I moved up to school(about six hours away from home) and things were hard. But I was coming home to visit in two weeks, so it really wasn't a big deal. I knew that he was having a really hard time without me there. My friends kept me up to date on how he was doing and all that. He spent the first week drunk and tried to keep himself so busy, so as not to think about me being gone. We went from seeing each other everyday to talking on the one once every few days.
I came home and everything was fine, like I had never left. It felt good to be back in his arms again and to have the affection I didn't have at school. But the weekend was short and eventually I had to go back.
For a while, we talked on the phone a few times a week and a lot online. Then he started to disappear. I would hear from him every few weeks and even then it was for really quick chats. I knew he was busy and so was I so I let it go.

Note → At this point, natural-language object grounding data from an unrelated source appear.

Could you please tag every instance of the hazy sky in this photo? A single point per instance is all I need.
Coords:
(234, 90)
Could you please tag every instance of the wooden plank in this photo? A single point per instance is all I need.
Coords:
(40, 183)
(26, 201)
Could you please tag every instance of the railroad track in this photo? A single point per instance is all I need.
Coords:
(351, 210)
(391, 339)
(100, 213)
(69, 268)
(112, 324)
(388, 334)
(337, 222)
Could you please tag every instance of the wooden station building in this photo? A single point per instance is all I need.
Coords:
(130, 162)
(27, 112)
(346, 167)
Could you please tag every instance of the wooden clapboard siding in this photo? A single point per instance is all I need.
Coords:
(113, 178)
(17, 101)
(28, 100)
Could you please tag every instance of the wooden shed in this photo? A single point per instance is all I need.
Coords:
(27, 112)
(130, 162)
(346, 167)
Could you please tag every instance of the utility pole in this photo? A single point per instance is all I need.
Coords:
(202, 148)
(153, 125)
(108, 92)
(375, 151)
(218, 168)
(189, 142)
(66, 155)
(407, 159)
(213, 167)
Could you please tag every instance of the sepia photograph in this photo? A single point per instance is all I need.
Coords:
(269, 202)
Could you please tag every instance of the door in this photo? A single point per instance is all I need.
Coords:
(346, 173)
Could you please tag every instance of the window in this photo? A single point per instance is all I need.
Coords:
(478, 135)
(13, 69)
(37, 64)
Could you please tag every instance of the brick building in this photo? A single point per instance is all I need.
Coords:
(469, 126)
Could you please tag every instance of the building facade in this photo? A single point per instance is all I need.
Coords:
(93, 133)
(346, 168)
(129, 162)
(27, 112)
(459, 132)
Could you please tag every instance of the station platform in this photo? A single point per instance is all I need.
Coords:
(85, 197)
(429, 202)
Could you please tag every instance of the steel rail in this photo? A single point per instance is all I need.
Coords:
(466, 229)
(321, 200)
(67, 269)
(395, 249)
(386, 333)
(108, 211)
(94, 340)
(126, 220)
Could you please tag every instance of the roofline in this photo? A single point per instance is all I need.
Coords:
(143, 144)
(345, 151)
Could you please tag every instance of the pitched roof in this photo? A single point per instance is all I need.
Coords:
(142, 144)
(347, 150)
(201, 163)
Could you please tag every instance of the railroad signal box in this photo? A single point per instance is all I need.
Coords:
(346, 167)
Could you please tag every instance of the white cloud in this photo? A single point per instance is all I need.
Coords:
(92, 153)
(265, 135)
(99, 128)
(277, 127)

At the beginning of the month, I was randomly looking at this website online and found a picture of him at a club. And he had some girl wrapped around him. At first, I freaked out, I mean who wouldn’t? But then I started to think that he’s never cheated on a girlfriend before and that she is probably just a friend.

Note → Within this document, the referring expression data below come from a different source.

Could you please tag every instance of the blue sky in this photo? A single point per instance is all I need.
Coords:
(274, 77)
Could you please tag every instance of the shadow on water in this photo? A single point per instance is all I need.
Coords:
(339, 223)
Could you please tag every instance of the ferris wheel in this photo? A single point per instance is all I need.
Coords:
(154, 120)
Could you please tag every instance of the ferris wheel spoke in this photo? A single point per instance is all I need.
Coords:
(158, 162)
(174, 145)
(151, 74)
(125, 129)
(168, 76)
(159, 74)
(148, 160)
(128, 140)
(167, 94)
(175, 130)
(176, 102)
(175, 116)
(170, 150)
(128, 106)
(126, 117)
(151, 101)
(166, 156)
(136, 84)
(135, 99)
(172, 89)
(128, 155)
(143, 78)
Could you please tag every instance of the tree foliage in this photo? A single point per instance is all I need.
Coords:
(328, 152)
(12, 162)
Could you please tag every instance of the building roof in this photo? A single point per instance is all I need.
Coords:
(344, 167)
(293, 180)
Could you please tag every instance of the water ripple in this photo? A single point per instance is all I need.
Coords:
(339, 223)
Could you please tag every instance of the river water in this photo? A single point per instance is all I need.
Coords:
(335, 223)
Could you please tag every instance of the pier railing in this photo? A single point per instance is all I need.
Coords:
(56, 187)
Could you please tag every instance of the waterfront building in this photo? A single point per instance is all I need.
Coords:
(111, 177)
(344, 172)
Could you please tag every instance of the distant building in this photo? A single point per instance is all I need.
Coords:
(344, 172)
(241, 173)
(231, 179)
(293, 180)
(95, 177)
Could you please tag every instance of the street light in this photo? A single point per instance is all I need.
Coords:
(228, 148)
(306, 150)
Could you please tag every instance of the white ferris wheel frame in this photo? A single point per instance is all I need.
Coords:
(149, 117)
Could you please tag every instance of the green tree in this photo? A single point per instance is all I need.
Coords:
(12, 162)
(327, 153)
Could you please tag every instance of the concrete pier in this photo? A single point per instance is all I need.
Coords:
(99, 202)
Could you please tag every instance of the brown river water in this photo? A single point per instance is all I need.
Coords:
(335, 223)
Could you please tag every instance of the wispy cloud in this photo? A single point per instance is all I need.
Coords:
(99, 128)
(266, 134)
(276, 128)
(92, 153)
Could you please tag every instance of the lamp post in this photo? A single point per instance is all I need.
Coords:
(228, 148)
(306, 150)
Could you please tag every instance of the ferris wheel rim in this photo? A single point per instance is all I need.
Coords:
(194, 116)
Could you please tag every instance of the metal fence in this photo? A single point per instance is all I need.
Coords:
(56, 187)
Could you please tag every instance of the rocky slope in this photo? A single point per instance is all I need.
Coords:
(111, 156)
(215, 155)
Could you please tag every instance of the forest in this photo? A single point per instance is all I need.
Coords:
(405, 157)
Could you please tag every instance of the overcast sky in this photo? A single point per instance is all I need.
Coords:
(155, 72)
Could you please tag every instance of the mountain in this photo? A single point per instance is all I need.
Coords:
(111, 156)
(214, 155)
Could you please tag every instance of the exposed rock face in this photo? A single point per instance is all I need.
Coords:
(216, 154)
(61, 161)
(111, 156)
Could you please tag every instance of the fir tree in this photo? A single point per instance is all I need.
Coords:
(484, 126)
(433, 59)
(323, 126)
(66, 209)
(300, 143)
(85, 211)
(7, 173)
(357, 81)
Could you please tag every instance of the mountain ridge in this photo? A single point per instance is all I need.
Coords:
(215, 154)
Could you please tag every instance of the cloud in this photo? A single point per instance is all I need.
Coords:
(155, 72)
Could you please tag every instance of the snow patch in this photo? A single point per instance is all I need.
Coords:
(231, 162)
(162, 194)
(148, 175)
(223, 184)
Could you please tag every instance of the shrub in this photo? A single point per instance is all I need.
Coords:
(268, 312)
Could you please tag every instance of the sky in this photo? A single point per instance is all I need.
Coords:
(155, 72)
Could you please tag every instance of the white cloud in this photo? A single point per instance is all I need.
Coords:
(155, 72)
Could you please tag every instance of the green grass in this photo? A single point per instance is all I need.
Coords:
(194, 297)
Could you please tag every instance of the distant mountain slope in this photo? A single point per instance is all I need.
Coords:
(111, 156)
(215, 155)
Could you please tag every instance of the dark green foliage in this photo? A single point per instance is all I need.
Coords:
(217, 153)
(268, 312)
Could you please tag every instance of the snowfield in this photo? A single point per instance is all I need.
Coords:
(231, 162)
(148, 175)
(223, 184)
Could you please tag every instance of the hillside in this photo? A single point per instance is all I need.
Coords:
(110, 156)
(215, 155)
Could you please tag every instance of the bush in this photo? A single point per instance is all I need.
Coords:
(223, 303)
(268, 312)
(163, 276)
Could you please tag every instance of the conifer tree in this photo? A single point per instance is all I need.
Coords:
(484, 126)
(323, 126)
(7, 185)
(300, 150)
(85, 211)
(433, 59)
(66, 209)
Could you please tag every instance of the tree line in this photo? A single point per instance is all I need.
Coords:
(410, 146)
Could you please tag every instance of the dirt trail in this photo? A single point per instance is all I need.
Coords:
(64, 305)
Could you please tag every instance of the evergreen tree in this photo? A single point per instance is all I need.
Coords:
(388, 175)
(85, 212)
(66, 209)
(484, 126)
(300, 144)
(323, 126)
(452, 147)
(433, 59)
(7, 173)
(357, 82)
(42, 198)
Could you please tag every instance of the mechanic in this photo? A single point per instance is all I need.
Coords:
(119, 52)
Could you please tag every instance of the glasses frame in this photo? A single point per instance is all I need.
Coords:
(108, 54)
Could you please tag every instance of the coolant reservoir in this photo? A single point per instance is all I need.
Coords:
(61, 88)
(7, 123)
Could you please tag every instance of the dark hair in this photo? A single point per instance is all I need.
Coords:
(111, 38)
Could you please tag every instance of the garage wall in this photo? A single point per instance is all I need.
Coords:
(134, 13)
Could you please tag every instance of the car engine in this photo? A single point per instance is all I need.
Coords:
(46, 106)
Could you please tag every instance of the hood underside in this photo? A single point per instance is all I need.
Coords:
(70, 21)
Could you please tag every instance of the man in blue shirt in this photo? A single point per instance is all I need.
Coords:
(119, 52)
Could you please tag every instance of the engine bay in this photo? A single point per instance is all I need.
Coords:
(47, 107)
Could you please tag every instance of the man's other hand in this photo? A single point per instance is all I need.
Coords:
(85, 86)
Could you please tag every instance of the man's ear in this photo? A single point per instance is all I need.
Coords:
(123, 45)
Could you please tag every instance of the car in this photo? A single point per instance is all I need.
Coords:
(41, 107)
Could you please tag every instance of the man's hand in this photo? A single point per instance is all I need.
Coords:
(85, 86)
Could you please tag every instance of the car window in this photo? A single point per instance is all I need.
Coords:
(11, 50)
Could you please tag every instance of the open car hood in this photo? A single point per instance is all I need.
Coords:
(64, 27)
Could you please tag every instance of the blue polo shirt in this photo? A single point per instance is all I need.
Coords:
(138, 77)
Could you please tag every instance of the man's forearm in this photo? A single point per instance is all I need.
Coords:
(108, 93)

Two nights ago, I found out that she was more than a friend. In fact, he had dated her for a while. I was/am completely devastated. I talked to him about it yesterday and asked him not only if he loves me(because he’s never once said it) and why he didn’t tell me. We had never talked about seeing other people, only that if we wanted to, we would talk about it first. I gave him the benefit of the doubt and I got fucked! I asked him if he slept with her and, although his response didn’t directly answer the question, I know he did. What’s worse is that he was fucking her TWO weeks after I had left from my visit.
I told him how hurt I am and he is genuinely sorry for causing me pain, but he doesn’t feel like he did anything wrong. He thought we did have an understanding that when we were apart, we weren’t together, but when I’m home we are.

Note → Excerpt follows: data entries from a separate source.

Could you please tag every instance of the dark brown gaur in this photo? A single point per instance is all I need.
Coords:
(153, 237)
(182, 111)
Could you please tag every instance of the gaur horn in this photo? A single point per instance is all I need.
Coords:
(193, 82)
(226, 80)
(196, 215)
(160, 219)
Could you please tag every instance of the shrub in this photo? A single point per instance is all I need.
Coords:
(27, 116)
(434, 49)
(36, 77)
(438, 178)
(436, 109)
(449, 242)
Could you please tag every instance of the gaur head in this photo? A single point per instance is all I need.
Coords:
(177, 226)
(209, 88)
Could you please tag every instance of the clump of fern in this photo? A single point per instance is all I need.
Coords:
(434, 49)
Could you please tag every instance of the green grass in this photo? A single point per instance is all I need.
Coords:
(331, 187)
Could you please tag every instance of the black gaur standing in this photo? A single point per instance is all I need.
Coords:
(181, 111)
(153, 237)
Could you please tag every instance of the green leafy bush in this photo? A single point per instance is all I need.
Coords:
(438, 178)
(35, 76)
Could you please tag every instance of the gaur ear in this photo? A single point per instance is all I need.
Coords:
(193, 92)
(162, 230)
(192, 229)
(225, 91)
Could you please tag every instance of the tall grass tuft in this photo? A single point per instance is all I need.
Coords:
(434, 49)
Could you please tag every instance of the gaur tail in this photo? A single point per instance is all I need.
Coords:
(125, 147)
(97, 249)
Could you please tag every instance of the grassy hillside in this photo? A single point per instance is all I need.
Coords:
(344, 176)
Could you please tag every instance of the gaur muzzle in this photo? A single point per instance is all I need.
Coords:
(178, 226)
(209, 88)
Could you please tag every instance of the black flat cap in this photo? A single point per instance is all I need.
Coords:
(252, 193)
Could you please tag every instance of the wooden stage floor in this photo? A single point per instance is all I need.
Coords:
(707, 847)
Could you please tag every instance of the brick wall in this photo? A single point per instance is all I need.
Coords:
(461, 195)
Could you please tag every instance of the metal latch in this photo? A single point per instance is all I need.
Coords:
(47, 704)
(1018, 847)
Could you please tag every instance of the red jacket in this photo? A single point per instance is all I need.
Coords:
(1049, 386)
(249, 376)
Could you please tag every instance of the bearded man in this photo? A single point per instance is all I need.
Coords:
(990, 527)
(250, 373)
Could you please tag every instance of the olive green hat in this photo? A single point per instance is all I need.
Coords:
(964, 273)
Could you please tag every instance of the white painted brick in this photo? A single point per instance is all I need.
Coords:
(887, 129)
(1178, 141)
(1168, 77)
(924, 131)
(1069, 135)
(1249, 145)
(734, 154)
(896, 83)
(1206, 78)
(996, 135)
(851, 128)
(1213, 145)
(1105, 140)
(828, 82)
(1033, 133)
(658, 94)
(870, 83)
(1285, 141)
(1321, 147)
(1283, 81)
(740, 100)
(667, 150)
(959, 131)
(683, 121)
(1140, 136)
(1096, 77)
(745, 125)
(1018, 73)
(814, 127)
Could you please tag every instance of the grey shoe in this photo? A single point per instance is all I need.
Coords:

I want to hate him so bad, but I can’t. I am so deeply in love with him that I could never hate him. I hate what he did and how I feel and how apathetic he is, but I don’t hate him. I don’t know what’s going to happen between us, but I know that I am going to protect my heart from him. I am emotionally shut off to him right now and I told him that. The thing is though, it’s almost like he doesn’t care. Like I mean nothing to him. And I know that’s not true, but it still hurts.
Anyways, I’m going to go get shit-faced for All Hollow’s Eve and try to forget about all this. I’m really sorry if I bored you guys, but I saw the community and it sounded like the right place to get out this stuff.